“Follow the dots” is a popular request from my son Zack. He never tires of connecting dots that form words and phrases.
“What do you want me to write?” I say.
I take the marking pen he hands me and create the letters F e r r y B o a t with dots for him to trace. Then he purposefully goes to work at the kitchen table, returning to show me his finished product.
“Good, Zack! But remember, the a has a little flag at the bottom. Otherwise it looks just like the o.” I take his hand and help him add the distinguishing mark.
He responds with “Follow the dots” and another phrase for me to create for him to trace.
Last summer Zack began to form the letter e—to actually make the straight line through the middle of the c shape and not just make it into a circle. I was ridiculously happy for days at this accomplishment. We have been working on it for at least 10 years.

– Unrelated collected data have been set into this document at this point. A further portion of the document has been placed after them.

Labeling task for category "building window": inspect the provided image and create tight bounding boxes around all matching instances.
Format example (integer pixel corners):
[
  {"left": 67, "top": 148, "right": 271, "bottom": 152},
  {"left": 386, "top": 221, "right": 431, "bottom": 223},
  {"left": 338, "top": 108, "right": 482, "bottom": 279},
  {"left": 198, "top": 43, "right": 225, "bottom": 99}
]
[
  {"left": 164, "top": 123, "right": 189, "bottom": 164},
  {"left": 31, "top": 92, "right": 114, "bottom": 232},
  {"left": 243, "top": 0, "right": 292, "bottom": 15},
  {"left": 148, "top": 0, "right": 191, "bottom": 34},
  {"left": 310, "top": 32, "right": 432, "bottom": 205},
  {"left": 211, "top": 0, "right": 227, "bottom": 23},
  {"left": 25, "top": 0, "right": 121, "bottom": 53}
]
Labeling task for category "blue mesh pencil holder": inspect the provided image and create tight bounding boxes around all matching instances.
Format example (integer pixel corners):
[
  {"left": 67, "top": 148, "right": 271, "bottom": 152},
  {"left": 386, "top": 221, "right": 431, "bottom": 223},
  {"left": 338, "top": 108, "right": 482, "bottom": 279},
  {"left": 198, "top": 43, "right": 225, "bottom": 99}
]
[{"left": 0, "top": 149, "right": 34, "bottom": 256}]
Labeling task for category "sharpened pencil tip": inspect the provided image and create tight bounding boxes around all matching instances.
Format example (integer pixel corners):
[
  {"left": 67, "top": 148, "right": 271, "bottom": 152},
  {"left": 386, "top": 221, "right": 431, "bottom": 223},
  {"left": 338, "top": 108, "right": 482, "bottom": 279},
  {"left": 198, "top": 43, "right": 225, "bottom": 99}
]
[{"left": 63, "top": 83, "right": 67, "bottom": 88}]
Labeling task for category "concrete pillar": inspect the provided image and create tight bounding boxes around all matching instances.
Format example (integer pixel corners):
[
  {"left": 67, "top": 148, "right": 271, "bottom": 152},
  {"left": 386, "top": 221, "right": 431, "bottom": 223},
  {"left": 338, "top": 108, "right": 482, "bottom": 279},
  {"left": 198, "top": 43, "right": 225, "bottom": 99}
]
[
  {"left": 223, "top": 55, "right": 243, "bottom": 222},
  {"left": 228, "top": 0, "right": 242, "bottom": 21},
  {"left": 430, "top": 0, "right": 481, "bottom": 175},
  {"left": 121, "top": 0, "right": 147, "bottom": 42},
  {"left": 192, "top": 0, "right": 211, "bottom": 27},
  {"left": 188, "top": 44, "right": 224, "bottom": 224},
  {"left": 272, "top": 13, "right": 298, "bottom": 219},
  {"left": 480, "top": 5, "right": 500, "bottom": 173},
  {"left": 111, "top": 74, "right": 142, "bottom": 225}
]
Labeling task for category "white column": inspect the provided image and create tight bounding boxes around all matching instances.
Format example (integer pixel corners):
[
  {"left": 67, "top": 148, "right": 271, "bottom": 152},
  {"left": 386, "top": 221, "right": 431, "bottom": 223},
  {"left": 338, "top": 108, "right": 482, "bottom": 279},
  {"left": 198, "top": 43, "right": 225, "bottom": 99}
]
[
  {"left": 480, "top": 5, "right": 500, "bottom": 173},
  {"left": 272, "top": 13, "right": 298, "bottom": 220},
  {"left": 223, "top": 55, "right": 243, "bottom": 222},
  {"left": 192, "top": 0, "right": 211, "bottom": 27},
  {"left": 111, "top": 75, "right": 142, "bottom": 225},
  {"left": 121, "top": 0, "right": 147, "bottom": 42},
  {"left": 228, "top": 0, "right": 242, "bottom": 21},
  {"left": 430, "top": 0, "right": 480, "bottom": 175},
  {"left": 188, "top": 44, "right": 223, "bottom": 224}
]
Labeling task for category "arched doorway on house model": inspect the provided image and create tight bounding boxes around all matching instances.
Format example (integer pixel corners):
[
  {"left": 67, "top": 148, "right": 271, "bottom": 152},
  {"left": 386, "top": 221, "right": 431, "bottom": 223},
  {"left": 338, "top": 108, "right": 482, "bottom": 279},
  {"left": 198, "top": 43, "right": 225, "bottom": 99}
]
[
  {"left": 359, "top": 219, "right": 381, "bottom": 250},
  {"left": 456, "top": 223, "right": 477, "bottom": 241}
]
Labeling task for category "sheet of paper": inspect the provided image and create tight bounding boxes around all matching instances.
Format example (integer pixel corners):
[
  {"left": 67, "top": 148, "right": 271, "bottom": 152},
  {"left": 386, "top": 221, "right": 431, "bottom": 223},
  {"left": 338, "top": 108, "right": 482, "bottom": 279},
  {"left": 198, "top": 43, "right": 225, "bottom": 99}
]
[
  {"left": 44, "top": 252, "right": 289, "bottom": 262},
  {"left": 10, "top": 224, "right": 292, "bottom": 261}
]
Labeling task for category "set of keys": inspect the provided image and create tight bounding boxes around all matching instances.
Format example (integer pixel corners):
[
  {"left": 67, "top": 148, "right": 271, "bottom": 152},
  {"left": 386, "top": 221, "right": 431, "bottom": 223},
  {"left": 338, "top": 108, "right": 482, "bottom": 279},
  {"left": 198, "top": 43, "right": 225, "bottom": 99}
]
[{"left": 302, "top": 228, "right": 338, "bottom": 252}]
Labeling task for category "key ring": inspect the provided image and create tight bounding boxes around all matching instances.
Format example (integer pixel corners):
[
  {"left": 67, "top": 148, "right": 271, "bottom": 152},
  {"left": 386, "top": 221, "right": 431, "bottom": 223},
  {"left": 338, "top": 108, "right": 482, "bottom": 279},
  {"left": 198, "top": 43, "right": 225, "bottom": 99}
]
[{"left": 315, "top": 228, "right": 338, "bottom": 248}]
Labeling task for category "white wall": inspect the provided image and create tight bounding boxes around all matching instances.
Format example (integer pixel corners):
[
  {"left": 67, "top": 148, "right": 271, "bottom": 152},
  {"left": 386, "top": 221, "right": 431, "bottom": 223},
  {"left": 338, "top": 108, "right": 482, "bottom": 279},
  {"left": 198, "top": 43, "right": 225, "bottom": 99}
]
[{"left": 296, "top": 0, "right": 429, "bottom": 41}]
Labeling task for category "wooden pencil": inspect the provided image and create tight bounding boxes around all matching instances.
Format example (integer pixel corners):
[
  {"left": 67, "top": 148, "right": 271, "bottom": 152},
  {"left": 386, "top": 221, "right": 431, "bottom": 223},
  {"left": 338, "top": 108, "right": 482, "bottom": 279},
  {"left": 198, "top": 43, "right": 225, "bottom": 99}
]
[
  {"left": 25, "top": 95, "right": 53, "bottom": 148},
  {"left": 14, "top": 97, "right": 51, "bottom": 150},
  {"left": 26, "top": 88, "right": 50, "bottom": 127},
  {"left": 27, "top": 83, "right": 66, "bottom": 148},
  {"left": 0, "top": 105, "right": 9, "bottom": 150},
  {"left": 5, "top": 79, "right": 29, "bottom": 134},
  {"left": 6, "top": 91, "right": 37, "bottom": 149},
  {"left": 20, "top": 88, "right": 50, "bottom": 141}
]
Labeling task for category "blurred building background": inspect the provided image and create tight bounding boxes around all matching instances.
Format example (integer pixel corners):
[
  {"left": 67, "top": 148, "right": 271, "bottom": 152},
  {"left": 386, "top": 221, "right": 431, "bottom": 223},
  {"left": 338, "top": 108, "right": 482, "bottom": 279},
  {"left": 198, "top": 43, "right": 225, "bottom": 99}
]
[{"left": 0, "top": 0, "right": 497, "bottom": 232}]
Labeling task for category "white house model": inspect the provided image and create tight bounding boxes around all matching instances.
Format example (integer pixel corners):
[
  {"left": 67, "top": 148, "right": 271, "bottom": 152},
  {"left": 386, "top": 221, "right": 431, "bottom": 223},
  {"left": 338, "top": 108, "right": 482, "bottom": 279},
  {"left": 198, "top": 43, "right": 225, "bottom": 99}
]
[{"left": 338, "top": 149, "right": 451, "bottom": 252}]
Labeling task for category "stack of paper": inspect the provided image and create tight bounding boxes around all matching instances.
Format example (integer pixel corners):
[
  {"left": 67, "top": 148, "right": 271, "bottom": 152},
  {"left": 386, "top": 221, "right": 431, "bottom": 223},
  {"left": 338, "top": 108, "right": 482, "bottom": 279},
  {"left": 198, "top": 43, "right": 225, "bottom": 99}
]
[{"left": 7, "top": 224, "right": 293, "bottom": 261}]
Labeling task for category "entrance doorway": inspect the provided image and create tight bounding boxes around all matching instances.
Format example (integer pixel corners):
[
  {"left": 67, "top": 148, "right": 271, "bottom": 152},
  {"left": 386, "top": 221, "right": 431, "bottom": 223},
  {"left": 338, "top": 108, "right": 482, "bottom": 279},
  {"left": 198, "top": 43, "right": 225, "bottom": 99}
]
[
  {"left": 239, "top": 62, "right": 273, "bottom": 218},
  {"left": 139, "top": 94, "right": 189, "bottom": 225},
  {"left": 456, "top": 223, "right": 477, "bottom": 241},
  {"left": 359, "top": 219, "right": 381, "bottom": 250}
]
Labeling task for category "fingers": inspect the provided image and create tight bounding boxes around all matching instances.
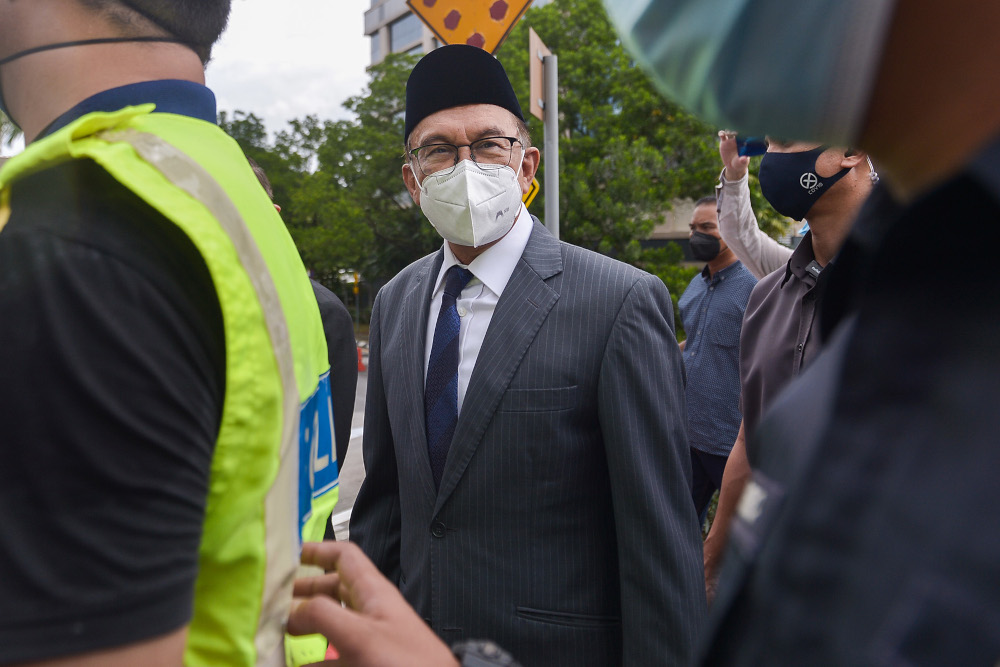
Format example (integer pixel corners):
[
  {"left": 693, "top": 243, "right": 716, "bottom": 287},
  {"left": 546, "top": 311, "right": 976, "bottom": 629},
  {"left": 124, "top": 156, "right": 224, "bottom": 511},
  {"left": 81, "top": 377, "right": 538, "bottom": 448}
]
[
  {"left": 323, "top": 542, "right": 400, "bottom": 612},
  {"left": 300, "top": 540, "right": 351, "bottom": 571},
  {"left": 716, "top": 130, "right": 750, "bottom": 180},
  {"left": 299, "top": 541, "right": 404, "bottom": 615},
  {"left": 293, "top": 572, "right": 343, "bottom": 600},
  {"left": 718, "top": 131, "right": 738, "bottom": 160},
  {"left": 287, "top": 595, "right": 358, "bottom": 641}
]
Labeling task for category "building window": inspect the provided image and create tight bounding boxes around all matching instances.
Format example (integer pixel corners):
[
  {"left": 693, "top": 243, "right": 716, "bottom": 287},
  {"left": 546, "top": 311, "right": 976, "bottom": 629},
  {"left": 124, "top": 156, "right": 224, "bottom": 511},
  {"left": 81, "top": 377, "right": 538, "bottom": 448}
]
[
  {"left": 370, "top": 34, "right": 382, "bottom": 63},
  {"left": 390, "top": 12, "right": 422, "bottom": 52}
]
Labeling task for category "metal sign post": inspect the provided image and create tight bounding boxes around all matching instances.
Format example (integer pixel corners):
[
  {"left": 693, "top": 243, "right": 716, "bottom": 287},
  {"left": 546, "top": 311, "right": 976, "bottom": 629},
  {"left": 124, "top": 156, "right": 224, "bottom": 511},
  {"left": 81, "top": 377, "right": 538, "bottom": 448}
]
[
  {"left": 542, "top": 53, "right": 558, "bottom": 239},
  {"left": 530, "top": 28, "right": 559, "bottom": 239}
]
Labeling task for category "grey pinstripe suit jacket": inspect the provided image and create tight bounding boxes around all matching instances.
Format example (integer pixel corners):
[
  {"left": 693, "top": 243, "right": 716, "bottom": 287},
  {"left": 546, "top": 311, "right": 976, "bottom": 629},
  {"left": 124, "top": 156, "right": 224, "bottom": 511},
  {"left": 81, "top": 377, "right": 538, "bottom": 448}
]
[{"left": 351, "top": 220, "right": 706, "bottom": 666}]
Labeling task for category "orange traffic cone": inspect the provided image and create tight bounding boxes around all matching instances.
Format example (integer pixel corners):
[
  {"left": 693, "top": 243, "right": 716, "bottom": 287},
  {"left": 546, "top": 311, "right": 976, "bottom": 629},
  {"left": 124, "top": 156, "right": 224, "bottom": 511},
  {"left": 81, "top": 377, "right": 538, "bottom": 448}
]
[{"left": 357, "top": 346, "right": 366, "bottom": 372}]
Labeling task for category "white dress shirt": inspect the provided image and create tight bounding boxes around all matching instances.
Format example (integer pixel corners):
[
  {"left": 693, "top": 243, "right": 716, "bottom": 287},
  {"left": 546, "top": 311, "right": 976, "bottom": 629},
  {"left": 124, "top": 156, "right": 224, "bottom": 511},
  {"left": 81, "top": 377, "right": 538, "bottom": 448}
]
[{"left": 424, "top": 203, "right": 533, "bottom": 414}]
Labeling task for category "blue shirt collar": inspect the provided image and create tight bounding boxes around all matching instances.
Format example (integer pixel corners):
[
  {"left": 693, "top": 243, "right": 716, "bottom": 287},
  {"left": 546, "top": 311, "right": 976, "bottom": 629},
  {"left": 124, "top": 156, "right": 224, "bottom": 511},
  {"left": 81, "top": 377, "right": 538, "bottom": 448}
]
[
  {"left": 40, "top": 79, "right": 217, "bottom": 139},
  {"left": 700, "top": 259, "right": 743, "bottom": 283}
]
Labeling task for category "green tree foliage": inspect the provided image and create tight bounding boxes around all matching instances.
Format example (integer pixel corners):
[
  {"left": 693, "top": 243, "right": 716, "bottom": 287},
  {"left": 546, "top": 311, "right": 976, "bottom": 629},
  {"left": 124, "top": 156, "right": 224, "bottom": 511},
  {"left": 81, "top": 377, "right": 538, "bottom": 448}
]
[
  {"left": 637, "top": 244, "right": 699, "bottom": 340},
  {"left": 308, "top": 53, "right": 441, "bottom": 286},
  {"left": 220, "top": 54, "right": 440, "bottom": 291},
  {"left": 498, "top": 0, "right": 790, "bottom": 244},
  {"left": 215, "top": 0, "right": 792, "bottom": 316},
  {"left": 496, "top": 0, "right": 721, "bottom": 263}
]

In many ways, parenting a child or adult with special needs is like forming letters and phrases one dot at a time. The end result is not in view along the way, and we don’t always know if it will make sense or not. I remember one day when Zack was in kindergarten and I was overwhelmed. His teacher, Norma, actually made a house call to come to my aid. Today I can’t even recall what was happening, except that I didn’t know what to do at that particular moment (and at many others) to parent my child. I told Norma that, and she gave advice I will always remember:
Just do the next thing.
What is it your child needs right now? Don’t think about the rest of his or her life, or the rest of yours. Just do the next thing. Just put your pencil down on the page and make a mark from this dot to the next. That’s all you need to do today. Just think about what the moment requires. Then do it to the best of your ability.
One day at a time. One dot at a time. That’s what this blog is about. There are no experts here. Just parents, following the dots, making the journey with their children of all ages—and with each other.
What is the next thing you need or want to do for your child (or yourself)?